In [None]:
import os
import time
import math
import copy
import spacy
import GPUtil
import pandas as pd
from typing import *
from itertools import chain

import torch
import torch.nn as nn
import torch.optim as optim
import torch.nn.functional as F
import torch.distributed as dist
import torch.multiprocessing as mp
from torch.optim.lr_scheduler import LambdaLR
from torch.nn.parallel import DistributedDataParallel as DDP
from torch.utils.data import DataLoader, Dataset

import altair as alt
from altair import Chart

alt.data_transformers.disable_max_rows()

## Positional Encoding

The positional encoding module is added, for the transformer to understand relative word positions, this is, absolute positions within the text but also in relation to each other. Periodical functions (sine and cosine) are used, as their orthogonality allows for unique encodings to be described through combinations of them (trigonometric identities). In addition, a dropout layer is added after the PE to avoid overfitting during training, as it prevents over-dependence on exact token positions.

In [None]:
class PositionalEncoding(nn.Module):
    def __init__(self, d_model, dropout, max_len=5000):
        super().__init__()
        self.dropout = nn.Dropout(p=dropout)

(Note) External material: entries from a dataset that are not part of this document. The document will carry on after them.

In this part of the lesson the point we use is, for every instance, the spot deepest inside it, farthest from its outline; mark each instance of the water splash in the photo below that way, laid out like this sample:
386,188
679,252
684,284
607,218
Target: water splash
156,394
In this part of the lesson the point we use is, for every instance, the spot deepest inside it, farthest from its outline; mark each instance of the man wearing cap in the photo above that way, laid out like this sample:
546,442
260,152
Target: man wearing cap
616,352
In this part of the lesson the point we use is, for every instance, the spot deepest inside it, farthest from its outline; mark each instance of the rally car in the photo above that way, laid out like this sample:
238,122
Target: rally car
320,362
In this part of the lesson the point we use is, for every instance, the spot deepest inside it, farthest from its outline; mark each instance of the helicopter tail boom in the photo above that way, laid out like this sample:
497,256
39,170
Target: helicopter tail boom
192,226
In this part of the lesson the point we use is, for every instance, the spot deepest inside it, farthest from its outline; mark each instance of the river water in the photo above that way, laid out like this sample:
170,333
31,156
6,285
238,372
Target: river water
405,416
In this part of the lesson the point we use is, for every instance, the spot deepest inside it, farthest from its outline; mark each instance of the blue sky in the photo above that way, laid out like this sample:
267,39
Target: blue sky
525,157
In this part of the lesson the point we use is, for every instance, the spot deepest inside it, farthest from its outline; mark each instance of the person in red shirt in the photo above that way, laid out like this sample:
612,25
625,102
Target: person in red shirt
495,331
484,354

        pe = torch.zeros(max_len, d_model)
        position = torch.arange(0, max_len, dtype=torch.float).unsqueeze(1)
        div_term = torch.exp(torch.arange(0, d_model, 2)).float() * (-math.log(10000)/d_model)  #Exp for (math) convenience
        pe[:,0::2] = torch.sin(position * div_term)
        pe[:,1::2] = torch.cos(position * div_term)
        pe = pe.unsqueeze(0)  #Add batch dimension for input
        self.register_buffer("pe", pe)   #Register positional encoding as non-updatable tensor (not parameter)

    def forward(self, x):
        x = x + self.pe[:, :x.size(1)].detach()  #Adjust to input size, stop gradient flowing through PE
        return self.dropout(x)

## Multi-Head Attention

The Multi-Head Attention module uses several sets of Query (Q), Key (K) and Value (V) matrices, where each set of matrices(belonging to a head) will capture information about the text in a different regard. This is called an Attention Module.

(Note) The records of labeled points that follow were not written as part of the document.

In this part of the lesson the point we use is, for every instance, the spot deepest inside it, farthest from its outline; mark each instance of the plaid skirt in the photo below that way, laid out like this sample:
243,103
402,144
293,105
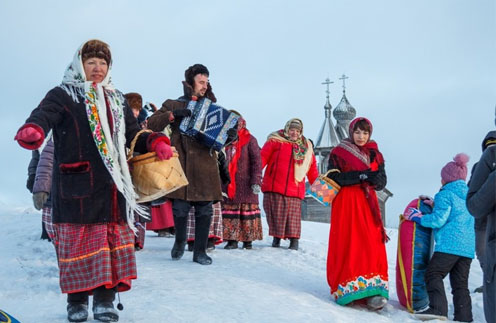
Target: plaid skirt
46,218
93,255
241,222
215,231
283,215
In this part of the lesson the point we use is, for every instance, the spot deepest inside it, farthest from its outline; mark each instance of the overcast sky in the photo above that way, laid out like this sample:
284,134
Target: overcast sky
424,72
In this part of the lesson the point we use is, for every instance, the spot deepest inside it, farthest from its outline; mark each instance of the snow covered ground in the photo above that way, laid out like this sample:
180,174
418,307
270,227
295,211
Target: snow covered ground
260,285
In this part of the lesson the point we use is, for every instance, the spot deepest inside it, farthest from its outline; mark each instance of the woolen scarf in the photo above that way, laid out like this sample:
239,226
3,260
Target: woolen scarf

For instance, Head 1 with matrices {K_1, Q_1, V_1} will extract the semantic information, while Head 2 with matrices {K_2, Q_2, V_2} will extract syntactic information. Each of these modules will compute a weighted sum of the attention probabilities.

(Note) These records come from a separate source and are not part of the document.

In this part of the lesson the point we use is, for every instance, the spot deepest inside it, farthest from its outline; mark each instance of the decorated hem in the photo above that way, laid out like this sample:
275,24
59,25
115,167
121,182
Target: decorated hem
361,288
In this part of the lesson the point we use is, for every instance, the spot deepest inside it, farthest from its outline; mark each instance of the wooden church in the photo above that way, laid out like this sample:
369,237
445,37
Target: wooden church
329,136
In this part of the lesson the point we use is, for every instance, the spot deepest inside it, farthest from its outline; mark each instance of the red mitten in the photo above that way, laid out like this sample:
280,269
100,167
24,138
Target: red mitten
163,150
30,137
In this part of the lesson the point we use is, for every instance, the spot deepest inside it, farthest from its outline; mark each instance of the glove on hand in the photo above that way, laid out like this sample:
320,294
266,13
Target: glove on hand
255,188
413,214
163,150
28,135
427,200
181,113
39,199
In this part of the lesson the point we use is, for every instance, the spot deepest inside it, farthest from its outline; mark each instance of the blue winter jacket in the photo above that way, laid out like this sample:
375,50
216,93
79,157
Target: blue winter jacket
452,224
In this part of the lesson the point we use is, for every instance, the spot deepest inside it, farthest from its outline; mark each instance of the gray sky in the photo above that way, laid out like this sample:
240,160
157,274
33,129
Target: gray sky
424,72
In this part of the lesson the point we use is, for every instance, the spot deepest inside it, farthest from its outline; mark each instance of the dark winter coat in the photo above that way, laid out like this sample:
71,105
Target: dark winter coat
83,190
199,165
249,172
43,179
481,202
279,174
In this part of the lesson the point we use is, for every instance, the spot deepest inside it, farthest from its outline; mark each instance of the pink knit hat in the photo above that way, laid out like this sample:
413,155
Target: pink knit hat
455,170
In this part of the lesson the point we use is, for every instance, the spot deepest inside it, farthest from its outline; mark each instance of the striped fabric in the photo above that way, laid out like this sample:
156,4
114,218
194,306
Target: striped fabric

In the end, the weighted sums are concatenated and projected through a final layer.

In [None]:
class MultiHeadAttention(nn.Module):
    def __init__(self, d_model, num_heads):
        super().__init__()
        self.d_model = d_model
        self.num_heads = num_heads
        self.head_dim = d_model // num_heads

        assert head_dim * num_heads == d_model      #Ensure integer dimensions

        #Linear (affine) transformations, acting like matrices
        self.W_q = nn.Linear(d_model, d_model)
        self.W_k = nn.Linear(d_model, d_model)
        self.W_v = nn.Linear(d_model, d_model)
        self.W_o = nn.Linear(d_model, d_model)

    def scaled_dot_product_attention(self, Q, K, V, mask=False):
        scale = math.sqrt(self.head_dim)
        K_t = K.transpose(-2, -1)    #Transpose to match dimensions and get right similarity scores

        attn_scores = torch.matmul(Q, K_t) / scale

        #We want to remove the similarity scores of zero from attn_scores, but softmax will turn them to 1 because exp(0)=1. 
        #The mask transforms those logits so exp(-1e9)=0 and they don't receive attention after softmax is applied
        if mask == True:
            attn_scores = attn_scores.masked_fill(mask==0, -1e9)

        attn_probs = F.softmax(attn_scores, dim=-1)
        return torch.matmul(attn_probs, V)

    def _project(self, x, linear):
        #Project and reshape, as output of projection has shape [batch_size, sequence_length, d_model]
        batch_size = x.size(0)
        return linear(x).view(batch_size, -1, self.num_heads, self.head_dim).transpose(1, 2)

    def forward(self, K, Q, V, mask=None):
        batch_size = Q.size(0)

        Q_proj = self._project(Q, self.W_q)
        K_proj = self._project(K, self.W_k)
        V_proj = self._project(V, self.W_v)

        #Attention for each head
        attn_output = self.scaled_dot_product_attention(Q, K, V, mask)

        #Concatenate heads and reshape vector to size=d_model
        attn_output = attn_output.transpose(1,2).contiguous().view(batch_size, -1, self.d_model)

        #Project concatenated heads
        return self.W_o(attn_output)